桃薫(とうくん)いちごは、農研機構の野菜茶葉研究所と北海道農業研究センターによって育成され、2011年(平成23年)に品種登録されました。このいちごは、特別な組み合わせから生まれました。その親は「K58N7-21」および「久留米IH1号」で、どちらも野生種のいちごを含む雑種(10倍体種間雑種品種)です。
母親である「K58N7-21」は、果実の外観と収量が優れた「カレンベリー」と、野生種いちごを交配した品種です。一方、父親の「久留米IH1号」は、かつて主流だった「とよのか」と、桃のような香りを持つ野生種を交配した品種です。桃薫いちごは、栽培種の優れた特性と野生種の芳醇な香りを組み合わせた新しい品種として誕生しました。
桃薫の名前の由来
""桃薫""とは、つまるところ、その甘美で芳醇な香りが溢れ出す桃そのものをイメージして名付けられました。桃のなかでも、その卓越した味わいと高雅な香りから、桃のエリートとも称されています。
その名の'桃'には、日本の伝統的な美の象徴であり、健康や長寿といったポジティブなイメージがあります。また、神聖視され、邪気を追い払う力も持つとされています。
'薫'は、香り高さを示す漢字であり、古代中国文学においては、人々の美徳を揚げるための表現として使われました。このような素晴らしい香りが、人々を引きつける力を持ち、私たちを魅了します。
こうして""桃薫""と名付けられたこのフルーツは、その美観と豊かな香り、神聖さを象徴し、手間暇かけて育てられた証ともなっています。桃の中でもこの""桃薫""は特別視されています。
なお、桃薫の品質基準としては、形状と色彩の統一性、そして何よりもその甘さと香りが重視されます。
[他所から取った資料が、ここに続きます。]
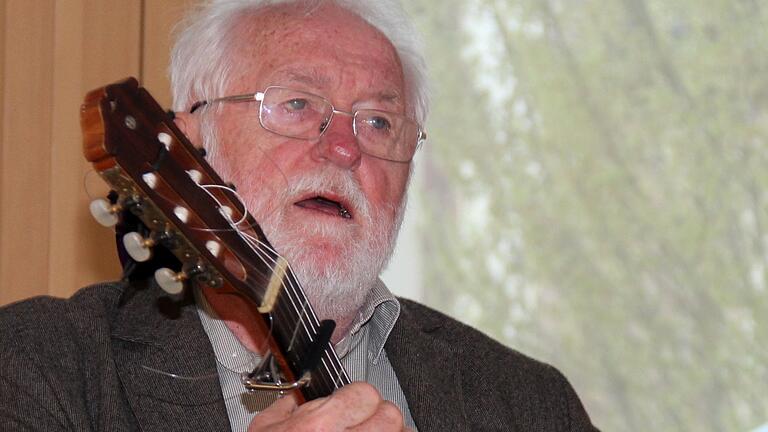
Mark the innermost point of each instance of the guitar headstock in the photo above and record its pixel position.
(160, 179)
(163, 180)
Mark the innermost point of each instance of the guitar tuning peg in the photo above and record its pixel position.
(138, 247)
(104, 212)
(170, 281)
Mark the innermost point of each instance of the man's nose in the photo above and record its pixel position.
(338, 144)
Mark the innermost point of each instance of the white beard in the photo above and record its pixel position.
(336, 289)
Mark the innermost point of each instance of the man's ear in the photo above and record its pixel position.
(190, 126)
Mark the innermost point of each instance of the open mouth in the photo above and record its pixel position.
(325, 205)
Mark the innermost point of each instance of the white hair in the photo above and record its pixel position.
(201, 60)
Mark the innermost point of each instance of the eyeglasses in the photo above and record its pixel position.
(297, 114)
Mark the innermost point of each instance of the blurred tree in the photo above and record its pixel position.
(596, 197)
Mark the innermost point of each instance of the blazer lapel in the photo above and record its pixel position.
(166, 364)
(428, 371)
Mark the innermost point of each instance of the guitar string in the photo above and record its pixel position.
(339, 374)
(258, 246)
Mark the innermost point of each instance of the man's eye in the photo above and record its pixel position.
(296, 104)
(378, 122)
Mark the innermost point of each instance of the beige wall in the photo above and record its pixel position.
(51, 53)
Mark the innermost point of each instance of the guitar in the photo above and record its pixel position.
(160, 179)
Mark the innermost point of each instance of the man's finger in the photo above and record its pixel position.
(275, 413)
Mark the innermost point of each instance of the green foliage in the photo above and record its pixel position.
(596, 197)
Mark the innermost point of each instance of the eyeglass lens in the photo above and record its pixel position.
(303, 115)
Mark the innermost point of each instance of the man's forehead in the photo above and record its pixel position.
(317, 79)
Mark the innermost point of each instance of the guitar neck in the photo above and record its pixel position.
(162, 179)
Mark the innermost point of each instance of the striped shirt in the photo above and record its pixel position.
(361, 352)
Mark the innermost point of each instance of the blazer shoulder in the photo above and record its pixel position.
(520, 390)
(46, 318)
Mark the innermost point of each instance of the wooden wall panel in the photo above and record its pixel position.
(26, 155)
(100, 42)
(51, 53)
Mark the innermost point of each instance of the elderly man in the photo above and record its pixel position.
(313, 109)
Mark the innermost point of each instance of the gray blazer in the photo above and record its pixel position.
(103, 359)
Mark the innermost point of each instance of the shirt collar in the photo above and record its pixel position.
(229, 352)
(377, 317)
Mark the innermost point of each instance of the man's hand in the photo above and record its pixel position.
(355, 407)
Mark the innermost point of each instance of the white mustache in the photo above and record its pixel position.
(340, 183)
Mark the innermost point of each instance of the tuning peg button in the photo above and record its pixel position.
(104, 212)
(138, 247)
(170, 281)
これら全てを満たしてこそ、""桃薫""は最高級の桃として称えられます。
そうした理由から、""桃薫""という名前は、ただの桃の一種というだけでなく、その品質や美しさ、そして生産者の豊かな意志を表しています。各桃に投入された愛情と尽力は、その名前の起源とも繋がっています。
そして、その原種が中国原産の野生種であるため、よりその意味を深くするために、漢字名で表記しています。
桃薫の旬の時期
春夏の彩り豊かな時期に訪れる桃薫の旬。見た目の美麗さと田園からの豊富な生産量は、果物愛好者にとって魅力的な時を予感させます。それは、春が過ぎ、夏を迎える2月頃から始まり、特に6月中旬から下旬が最も美味しさが際立つ期間です。しかし、時期が進むと果実の大きさが小さくなるため、その旬を捉えることが肝心です。
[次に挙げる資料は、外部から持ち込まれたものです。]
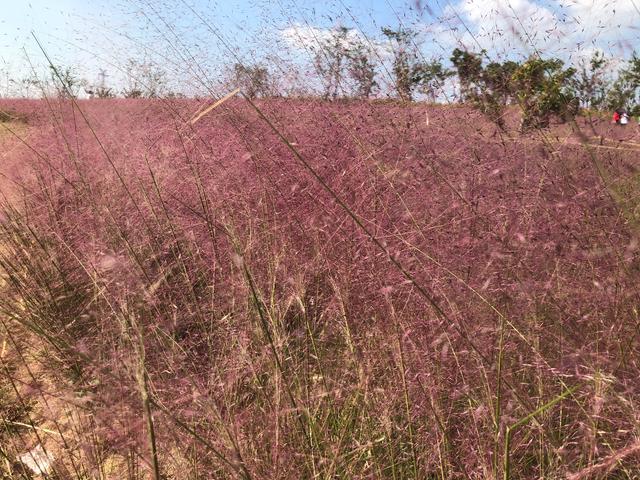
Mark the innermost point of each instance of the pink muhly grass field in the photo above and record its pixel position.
(204, 269)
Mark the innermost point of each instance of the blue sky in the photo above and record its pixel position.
(191, 36)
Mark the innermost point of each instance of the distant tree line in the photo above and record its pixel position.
(349, 65)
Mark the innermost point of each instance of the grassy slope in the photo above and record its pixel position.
(206, 269)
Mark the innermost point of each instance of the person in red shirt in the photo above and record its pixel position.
(616, 117)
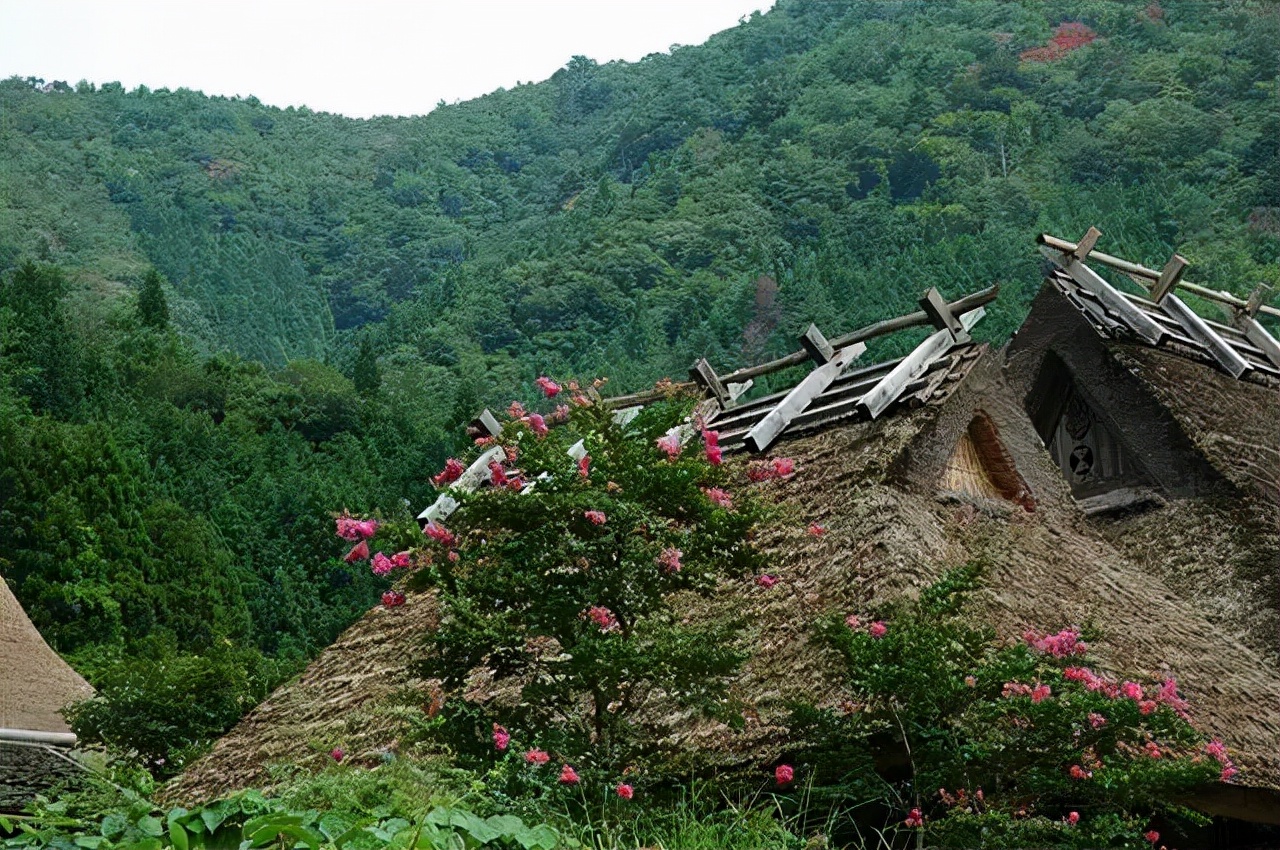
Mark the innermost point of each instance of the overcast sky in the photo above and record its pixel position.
(359, 58)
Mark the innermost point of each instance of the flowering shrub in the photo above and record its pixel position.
(561, 586)
(1034, 746)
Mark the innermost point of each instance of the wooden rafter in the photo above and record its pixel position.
(912, 366)
(795, 402)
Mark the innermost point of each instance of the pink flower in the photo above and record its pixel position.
(549, 387)
(382, 565)
(602, 617)
(1060, 645)
(718, 497)
(711, 443)
(439, 534)
(451, 473)
(1168, 694)
(670, 446)
(351, 529)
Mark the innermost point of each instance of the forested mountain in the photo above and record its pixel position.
(338, 295)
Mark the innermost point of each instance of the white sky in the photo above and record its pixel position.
(359, 58)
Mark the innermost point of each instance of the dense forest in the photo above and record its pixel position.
(222, 321)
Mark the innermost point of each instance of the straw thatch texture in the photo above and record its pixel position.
(37, 682)
(890, 529)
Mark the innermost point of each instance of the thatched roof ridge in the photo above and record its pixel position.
(37, 682)
(874, 485)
また、最大の弱点とも言えるのが、柔らかい果実の性質上、輸送性が低いことです。そのため、桃薫はそれほど大量には出回らず、需要と供給が見合っていないこともあります。しかし、その一定の需要から考えれば、生産者にとっては確かな魅力を持つ品種と言えるでしょう。
見た目の美しさ、甘さと香り、そしてシャーベットのような独特の食感が味わえる桃薫は、旬の時期だけでなく、ジャムやパイ、タルトなどとしても楽しむことができます。この旬の桃薫を逃さずに、ぜひその美味しさを堪能ください。
桃薫の選び方(見分け方)
桃薫いちごを選ぶ際のポイントをご紹介します。
色合い: 桃薫いちごは淡桃色またはサーモンピンク色をしています。新鮮なものは美しい色合いを持っています。へたの部分が青々としたものを選びましょう。
ツヤ: 果皮にツヤがあるいちごが新鮮で美味しいことが多いです。ツヤのある果実を選びましょう。
香り: 桃薫いちごは桃に似た香りを持っています。香りの強いものを選ぶと風味豊かな味わいが楽しめます。
傷み具合: 果皮がやわらかいため、押されて傷んでいるものがないか注意しましょう。果実が傷んでいると賞味期限が短くなりますので、新鮮なものを選びます。
注意:店頭でいちごを選ぶ際は、直接触れないようにしましょう。手で触れると傷つきやすくなるため、目で確認することがおすすめです。
桃薫の保存方法
桃薫いちごを保存する際のポイントは以下の通りです。
冷蔵庫: 桃薫いちごは冷蔵庫の野菜室に保存します。低温で保存することで鮮度を保ちます。
ポリ袋: いちごは乾燥しやすいため、パックごとポリ袋に入れて保管すると良いでしょう。これにより果実がしっとりとした状態を保ちます。
傷みチェック: 持ち帰った際に、果実同士がぶつかったりして果皮に傷みが出ていないか確認しましょう。傷んでいる部分があれば取り除いておきます。
早めの消費: 桃薫いちごは果肉がソフトで繊細です。なるべく早く食べることをおすすめします。新鮮なうちに味わいましょう。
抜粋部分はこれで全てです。